‘Poland At The Door’ by Evelyn Posamentier
-Reviewed by Ian Chung–
Reading Evelyn Posamentier’s Knives Forks and Spoons chapbook Poland At The Door, which Michael Heller describes on the back cover as ‘resembl[ing] a series of atomized clusters’, I was reminded of the poetry of Paul Celan, whose later poems especially were often similarly short and compressed. The work of both poets is also shot through with the horrors of Eastern European history, marked as it is by wars and the Holocaust. However, although Heller also characterises Posamentier’s poetry as being ‘semi-effaced characters like those inscribed on ancient rune-stones or stelae…double-edged ciphers’, I personally found Poland At The Door less opaque and enigmatic than say, Celan’s Fathomsuns and Benighted, while still making for an intriguing read.
Poland At The Door essentially functions as an extended poem cycle, the individual verses always preceded by the chapbook title in capitals. At the typographical level, this has the effect of partitioning the page into what increasingly resemble little rooms in which the verses are to remain safely corralled. The room-as-protection motif runs throughout the language of the poem as well, but here it is the poet seeking protection in the physical integrity of the room’s space: ‘oh god, I’ve left / the door unlocked’, ‘hold on. hold on. / don’t answer the door’, ‘they can’t find me in this room’, ‘it’s good to be a portable room. / ‘i gather the walls around me.’ Towards the end of the cycle, however, the ‘wobbly room’ appears to take on greater agency:
which door? the portable room
steps forward to accept the challenge.
the guests know not why
they have come. the room
shields itself with its own
pretense of freedom.
With this shift, the room mutates into something that paradoxically seems to simultaneously expose and hide the poet, expressed in lines like ‘the room withers my walls / closes in to conceal me’. Yet if ‘poland at the door’ is cast as the threat of history waiting outside, the room never seems to become entirely complicit in endangering the poet (‘this room / can carry me anywhere. / it is my lover, stepping lightly.’), functioning rather as a kind of interface with the world beyond the door (‘someday the room will escort me / to the free air, which of course / is no longer free’). It is also within the cocoon of the room that the poem reaches its crisis point on the penultimate page, as language symbolically fails to turn away the knock of ‘poland at the door’:
i shred these frozen notebooks
who make a mockery of my desk
i don’t care about their smirks
& willful pages, sneering
through helpless words.
a typewriter seethes in the corner.
wait for me, says the wall.
it doesn’t matter, says the opposite
wall. the neighbours read their lines.
i feel them pass the door.
Seen from this perspective, the last lines of the poem might appear curiously passive: ‘my planet stands still’, ‘the footsteps have followed history / into the town square. / they have passed.’ After pages and pages of attempting to avoid ‘memories of / ancestors on the attack’, ‘the guests’, ‘the neighbors’, ‘poland at the door’, has the encounter with history then not palpably changed the poet after all? I would suggest this apparent problem can be resolved by recourse to earlier lines in the poem: ‘did someone say something / about a meeting point? / it must be beyond the door.’ If ‘the door might swing open / like a shiny new century’, then stepping through it is to look in two directions at once, embracing the future even as one is embraced by the past. Since the final lines of the poem imply that the ‘i’ of the poem is still observing from within the room, the ‘meeting point…beyond the door’ has not yet been approached. Thus in declining to offer a tidy and convenient resolution to its ongoing narrative, the poem instead leaves the reader poised on the cusp of change and meaningful engagement.

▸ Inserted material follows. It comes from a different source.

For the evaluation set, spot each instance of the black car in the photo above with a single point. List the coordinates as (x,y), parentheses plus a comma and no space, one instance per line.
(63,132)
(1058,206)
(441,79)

Ultimately, I believe that Poland At The Door is a fascinating read because it carefully regulates its own approach to that singular final moment, paring the journey into manageable portions. Taken in isolation, the verses’ imagery can sometimes seem downright hallucinatory, but what binds the cycle together and keeps it grounded are the linguistic repetitions running through it. While the repetition of the title fosters a looming sense of urgency, this runs parallel to permutations of the phrase ‘the days of awe, the days between’. This seems an apt description of what history actually looks like to most people, with days that leave an indelible psychic mark on personal or collective memory and the days in between them that can just pass us by. Typically occurring as single lines interspersed among the other verses, the phrase acts to slow down the poem’s pace. What could otherwise have been a frantic attempt to shut out the memory of the past is transformed into a moving chronicle of the poet’s steady journey towards engaging it. We all have our personal ‘poland at the door’. Reading Posamentier’s chapbook is one way we can begin to address and welcome it.